King Lear - Northern Broadsides

It is astonishing that Jonathan Miller is so little used as a director in British theatre. If I ruled the world, he'd be opening a new production every week, (it sounds a lot, but he's no spring chicken so we need to wring the most we can out of him, while we still have him).

In my experience, the plays performed under his direction are intelligent, surprising, entertaining and moving. But others seem to disagree. There is some vague idea abroad - started I think by Stevie Smith, who wrote a mean little short story about Miller as a child (a spoilt child, as she saw it, or a, heavens forbid, precocious child; too often a "precocious" child is really a child who has not been thoroughly and effectively squashed) - that he is egotistic, whereas, at least as a director, he is the least egotistic person alive. His approach to plays is to read the script closely and try to animate it, without the use of gimmicks.

Meanwhile, the likes of Rupert Goold are feted. They are good at hysteria and pyrotechnics. They are good at the kind of productions Hermann Koch describes so well in his rather horrid novel Summer House with Swimming Pool:

"It was the first time I'd been invited to a Shakespeare production. I'd already seen about ten of his plays. A version of The Taming of the Shrew in which all the male roles were played by women; the Merchant of Venice with the actors in nappies and the actresses wearing rubbish bags for dresses and shopping bags on their heads; Hamlet with an all-Down's-Syndrome cast, wind machines and a (dead) goose that was decapitated on stage, King Lear with Zimbabwean orphans and ex-junkies; Romeo and Juliet in the never-completed tunnel of a subway line, with concentration camp photos projected on the walls, down which sewage trickled; Macbeth in which all the female roles were played by naked men - the only clothing they wore was a thong between their buttocks, with handcuffs and weights hanging form their nipples, performing against a soundtrack consisting of artillery barrages, Radiohead songs and poems by Radovan Karadzic. Besides the fact that you didn't dare to look at how the handcuffs and weights were attached to (or through) the nipples, the problem once again was a matter of how slowly the time passed. I can remember delays at airports that must have lasted half a day, easily, but which were over ten times as quickly as any of those plays."

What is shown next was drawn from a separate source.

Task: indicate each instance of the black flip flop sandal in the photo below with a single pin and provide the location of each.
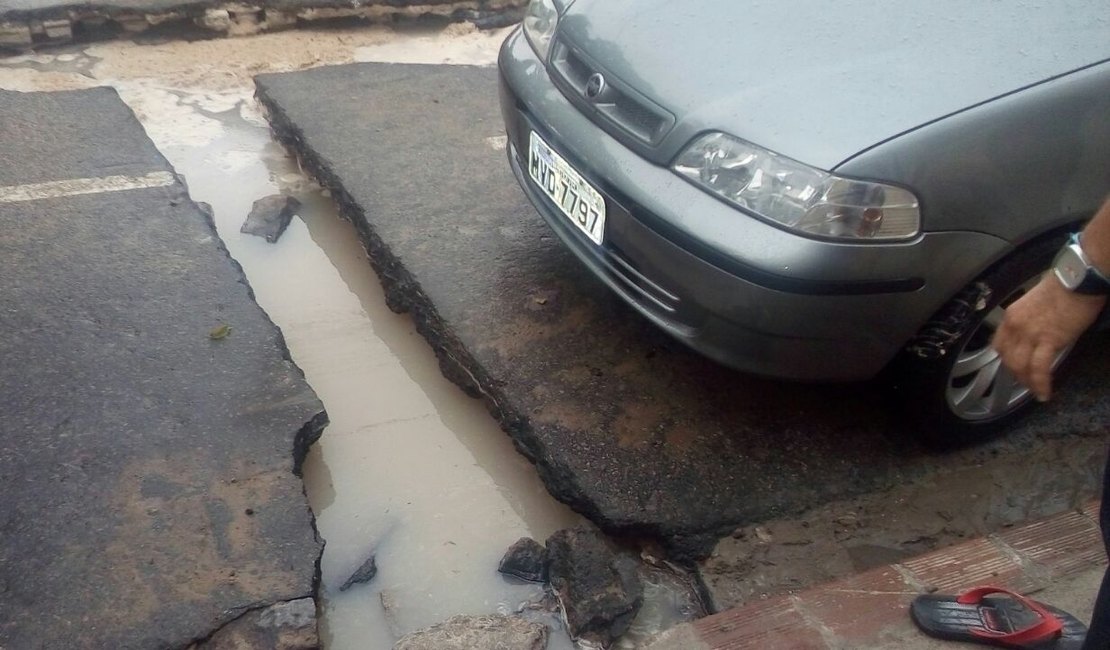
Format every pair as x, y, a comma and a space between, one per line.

Miller meanwhile understands that a director is not a primary creative artist but an interpreter. He studies the text, he works with the actors, together they read the playwright's words closely. Thus they are able to bring life to a script, while remaining faithful to it. This is integrity in theatre. There is too little of it on the stage these days.

Anyway, I went to see Miller's production of King Lear, performed by the Northern Broadsides company. It is touring Britain. If you get a chance, go and see it - tour dates here. It is really, really good.